In "Innovative Concepts for Self-Heating Meals," Activities Report and Minutes of Work Groups & Sub-Work Groups of the R&D Associates, Vol. 44, No. 1, pp. 35-39 (1992), published by the RESEARCH and DEVELOPMENT ASSOCIATES for MILITARY FOOD and PACKAGING SYSTEMS, INC., San Antonio, Tex., Pickard et al. describe the following concept for a Self-Heating Group Meal (SHGM): "The SHGM is an adaptation of the current institutional pouch. This pouch is constructed of a trilaminate similar to a Meal Ready to Eat (MRE) entree pouch. The institutional pouch typically holds 6.6 pounds of thermostabilized food, similar to a tray pack. This pouch is an excellent choice for chemical heating, because the packaging conducts heat well, the food cross-section is relatively thin, and there is no head space, so the pouch can be effectively heated on both sides.

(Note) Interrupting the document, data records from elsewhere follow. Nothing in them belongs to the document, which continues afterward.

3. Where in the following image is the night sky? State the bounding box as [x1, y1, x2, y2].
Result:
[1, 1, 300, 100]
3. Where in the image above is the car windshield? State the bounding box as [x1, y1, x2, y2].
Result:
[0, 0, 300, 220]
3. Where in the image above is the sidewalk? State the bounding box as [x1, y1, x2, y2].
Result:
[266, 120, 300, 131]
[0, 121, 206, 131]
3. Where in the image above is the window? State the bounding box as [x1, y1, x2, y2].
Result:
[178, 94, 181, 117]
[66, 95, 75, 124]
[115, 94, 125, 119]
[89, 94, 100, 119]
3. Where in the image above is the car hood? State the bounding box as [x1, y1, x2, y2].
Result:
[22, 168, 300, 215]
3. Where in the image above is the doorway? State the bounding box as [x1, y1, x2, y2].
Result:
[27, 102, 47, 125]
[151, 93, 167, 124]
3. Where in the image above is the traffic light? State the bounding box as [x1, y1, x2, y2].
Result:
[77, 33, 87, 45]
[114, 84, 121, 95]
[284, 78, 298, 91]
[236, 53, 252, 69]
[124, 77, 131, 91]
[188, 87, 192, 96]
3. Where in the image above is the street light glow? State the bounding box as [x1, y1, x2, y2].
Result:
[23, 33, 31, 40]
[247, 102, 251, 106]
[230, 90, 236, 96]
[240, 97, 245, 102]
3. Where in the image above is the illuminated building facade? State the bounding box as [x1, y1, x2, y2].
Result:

"A polypropylene heating/serving tray has been configured for the pouch. The bottom of the tray holds six 30-gram heaters that require 12 oz. of water to activate. A typical meal would consist of a stack of four pouches and trays. Water is poured into a fold-out reservoir above the trays and is evenly distributed to the four trays through a tube. To conserve energy, the bottom tray sits on an insulating pad, and the entire meal is packaged in a plastic-lined, corrugated fiberboard box.
"To activate the SHGM, the box is opened exposing the reservoir. One canteen of water is poured into the reservoir and the box is re-closed. Preliminary testing has yielded remarkable time/temperature profiles that indicate this ration will heat-up the requisite 100.degree. F. from 40.degree. F. to 140.degree. F. in less than 30 minutes and will stay hot for 6 hours or more. Tests show that 6.6 pounds of water were heated from 50.degree. F. to 160.degree. F. in only 15 minutes.
"Because the SHGM is made from polymeric materials, the final package is expected to be very compact, light, and inexpensive. Reheating time and temperature can be controlled by design instead of by instruction. For example, a heater tray designed for chicken stew may have six 30 g pads. With regard to battlefield disposal, the polymeric materials can be burned or compacted to a small volume. The self-heating serving tray will also continue to keep the meal warm until the last soldier is served. Best of all, the pouches do not require can openers.
"Bulk packaging has been another consideration in the design. Cases (10.times.12.times.15 inches) will yield three levels of 16 cases on a standard 40.times.48 inch pallet. If the levels are designated for breakfast, lunch and dinner, a pallet will feed various sized groups from 18 soldiers for 16 days, to 288 soldiers for 1 day, which simplifies the logistics of field feeding."
One shortcoming that has been identified by the present inventors with the above-described self-heating group meal concept is the water delivery system comprising the fold-out reservoir and the single piece of continuous tubing connected thereto for delivery of water to the four heating trays. The present inventors have found the fold-out reservoir to be cumbersome and hard to use. In addition, the present inventors have found the single piece of tubing to be difficult to use since the tubing has to be positioned relative to the four trays so that four water outlet holes formed in the tubing are correspondingly aligned with the four trays. Moreover, because the single piece of tubing physically interconnects the four trays, one must cut the tubing between each pair of adjacent trays if one wishes to gain access to the contents of the lower tray of each pair.